Friday, November 11, 2011

Happy Binary Day!

It's 11/11/11 (and shortly 11:11:11) -- so happy binary day! This celebration just goes to show that we learned nothing from Y2K and still use two-digit years when it's convenient, but then again, 2011/11/11 just doesn't look quite as pretty.

I'd propose that we keep the powder dry for a real celebration in 2048 -- that's 100000000000 in binary. We won't roll over another digit like that until the year 4096.


Alternately, since many computers store the date and time as the number of seconds since the so-called UNIX epoch (January 1, 1970), there will be a cause for celebration (or concern) at 3:14:07 UTC on Tuesday, 19 January 2038 -- at which time many programs will spill over their maximum number of digits (if they're using signed 32-bit integers) and dates will suddenly jump back into negative territory in 1901.


In rainy November in Vancouver any excuse for a celebration is a good excuse -- and hey, it's also Remembrance Day and Nigel Tufnel day. Unfortunately I fear the moment of silence is going to be fundamentally incompatible with cranking Big Bottom up to 11...

But cheers, whatever you're celebrating and however you're celebrating it.

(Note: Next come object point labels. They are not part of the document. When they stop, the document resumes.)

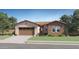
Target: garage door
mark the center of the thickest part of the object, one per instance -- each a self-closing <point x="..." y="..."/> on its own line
<point x="26" y="31"/>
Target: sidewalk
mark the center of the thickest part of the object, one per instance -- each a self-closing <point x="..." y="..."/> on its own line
<point x="16" y="39"/>
<point x="54" y="42"/>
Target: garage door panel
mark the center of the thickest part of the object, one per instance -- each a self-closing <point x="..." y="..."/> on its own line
<point x="26" y="31"/>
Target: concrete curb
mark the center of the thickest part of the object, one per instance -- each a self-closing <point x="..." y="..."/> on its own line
<point x="54" y="42"/>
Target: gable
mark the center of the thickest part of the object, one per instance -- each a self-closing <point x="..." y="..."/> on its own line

(Over-the-top nerd-out: as my generally clever friend Ingo points out, saying that our number system uses "base 10" is a little redundant. If we counted using sevens instead of tens, we'd still call it "base 10" except 10 would mean 7 in that case. Same for any counting system, including binary. Computers would probably say that we count in base 1010 -- and claim themselves to use base 10.)